Hey Vaxalon, to be a member you need to fill some papers, pay the subscription fee and sign the NDA!
More seriously, i've already told you most of it via IRC, you can just start looking and the current dats, renaming new sets and fixing existent ones. Do it slowly to get used to it again and avoid making mistakes until you are trained in it again. Any question you have just post around here and anyone is free to try to help.
In the meanwhile and if you get used to it, the tag will naturally appear. As for what needs to be done, we don't know many specific things you just have to go on and find it. First think you have to do is assume that there are a LOT of mistakes everywhere so you might need to inspect each set to confirm it. For example, TKaos and mai did/do exactly this. Starting with some other dats and inspecting each set at a time to rename it. The results are amazing, even for sets considered generally good (Amiga), mai found a lot of mistakes and incomplete information. On others the number of mistakes is huge, TKaos knows more about this than me.
There can be errors in the convention (TNC), in other words naming format errors. Other kind of errors that are hard/impossible for others to check is content errors and these are important too such as wrong information like title, publisher, date and so on. This may sound insane and a lot of work but it is really needed.
The time when new sets appear frequently is gone, nowadays for most of the oldest systems you can only add new dumps of rare material, hacks and other dumps considered garbage sometimes. It is time for us to get it done properly, instead of grow dats fast adding partly unrenamed sets, take a lot more and rename each one properly so they are indeed useful to the users. This IS a huge task, especially on bigger systems. Duncan Twain is doing something similar with C64 (which is really messed up) and may give you some tips too from what he has already learned.
About spectrum:
- there were a couple of duplicates between spectrum and other dats, i don't recall wish but maybe someone can help us here.
- ZX Spectrum has 65 dats until know, half or more have 2009 in the date but it was due to minor changes to fix TNC errors from before or country / language conversions.
- there are 4 dats with compilations - various that could be separated.

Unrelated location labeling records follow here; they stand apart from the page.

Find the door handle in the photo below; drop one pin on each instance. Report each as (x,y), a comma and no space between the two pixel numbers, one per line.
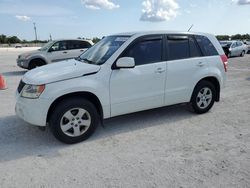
(159,70)
(200,64)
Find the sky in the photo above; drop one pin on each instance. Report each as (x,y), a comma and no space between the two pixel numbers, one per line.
(98,18)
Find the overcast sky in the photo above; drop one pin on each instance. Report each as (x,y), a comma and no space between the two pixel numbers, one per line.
(97,18)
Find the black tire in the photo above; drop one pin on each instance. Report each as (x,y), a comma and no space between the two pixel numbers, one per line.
(195,100)
(36,63)
(242,54)
(59,113)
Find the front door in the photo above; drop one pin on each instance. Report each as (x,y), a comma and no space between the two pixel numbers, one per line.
(141,87)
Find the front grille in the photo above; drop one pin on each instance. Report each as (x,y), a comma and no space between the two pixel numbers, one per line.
(20,86)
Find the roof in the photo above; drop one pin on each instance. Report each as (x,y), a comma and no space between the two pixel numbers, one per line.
(160,32)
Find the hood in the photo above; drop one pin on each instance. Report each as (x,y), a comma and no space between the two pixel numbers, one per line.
(59,71)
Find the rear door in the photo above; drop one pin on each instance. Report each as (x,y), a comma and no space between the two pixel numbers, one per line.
(186,59)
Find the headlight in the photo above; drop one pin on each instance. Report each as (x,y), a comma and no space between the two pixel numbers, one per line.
(32,91)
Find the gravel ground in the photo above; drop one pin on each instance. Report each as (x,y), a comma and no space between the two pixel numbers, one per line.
(167,147)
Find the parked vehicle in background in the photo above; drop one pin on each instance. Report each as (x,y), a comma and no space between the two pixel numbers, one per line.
(53,51)
(122,74)
(247,43)
(234,48)
(18,46)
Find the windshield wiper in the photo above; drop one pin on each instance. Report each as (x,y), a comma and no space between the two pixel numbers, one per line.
(88,61)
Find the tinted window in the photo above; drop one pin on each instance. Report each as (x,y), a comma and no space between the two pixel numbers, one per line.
(58,46)
(74,44)
(84,44)
(178,49)
(194,49)
(206,46)
(146,51)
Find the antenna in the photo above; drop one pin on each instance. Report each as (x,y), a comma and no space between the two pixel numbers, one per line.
(35,30)
(190,27)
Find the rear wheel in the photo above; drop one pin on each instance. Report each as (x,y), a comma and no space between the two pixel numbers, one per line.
(74,120)
(203,97)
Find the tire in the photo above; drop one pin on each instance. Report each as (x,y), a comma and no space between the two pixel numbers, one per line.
(203,97)
(36,63)
(242,54)
(74,120)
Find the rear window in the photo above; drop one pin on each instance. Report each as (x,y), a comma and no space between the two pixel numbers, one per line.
(182,47)
(206,46)
(178,49)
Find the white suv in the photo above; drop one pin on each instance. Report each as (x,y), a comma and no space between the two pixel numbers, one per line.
(122,74)
(52,52)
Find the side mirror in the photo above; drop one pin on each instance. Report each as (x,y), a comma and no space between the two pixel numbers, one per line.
(50,50)
(125,62)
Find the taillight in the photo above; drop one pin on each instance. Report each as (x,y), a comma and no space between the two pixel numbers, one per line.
(224,61)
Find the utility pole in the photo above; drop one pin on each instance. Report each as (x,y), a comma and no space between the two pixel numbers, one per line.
(35,30)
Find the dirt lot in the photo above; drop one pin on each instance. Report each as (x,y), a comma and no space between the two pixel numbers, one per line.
(167,147)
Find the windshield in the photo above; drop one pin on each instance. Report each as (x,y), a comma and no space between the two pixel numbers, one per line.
(103,50)
(46,46)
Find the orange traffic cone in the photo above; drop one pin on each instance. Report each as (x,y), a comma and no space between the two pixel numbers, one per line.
(2,83)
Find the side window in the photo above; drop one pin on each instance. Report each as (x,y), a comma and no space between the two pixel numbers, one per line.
(178,49)
(59,46)
(206,46)
(239,44)
(194,49)
(145,51)
(72,45)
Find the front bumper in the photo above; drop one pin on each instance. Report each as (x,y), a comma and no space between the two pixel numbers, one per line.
(23,63)
(33,111)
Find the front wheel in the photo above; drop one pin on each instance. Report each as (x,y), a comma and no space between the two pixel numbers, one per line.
(74,120)
(203,97)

- the biggest dat is games - tzx here you have:
11.922 sets
3 are unrenamed (ZZZ-UNK)
232 have an uknown date (1.9%)
a total of 5122 different titles.
1164 language flags used and only 15 country flags used, in many cases these language flags should be country flags.
cracked, hacked, modified and such flags are used really few times but this may depend on the system as you know.
alt flags, here you have 3378 sets using [a] (28,3 %), still none uses a descriptor. I highly suspect these alts are just incomplete renaming and should have a description (to know why they are alts) or be properly renamed.
Hope you liked this bit of statistics and good luck with the work.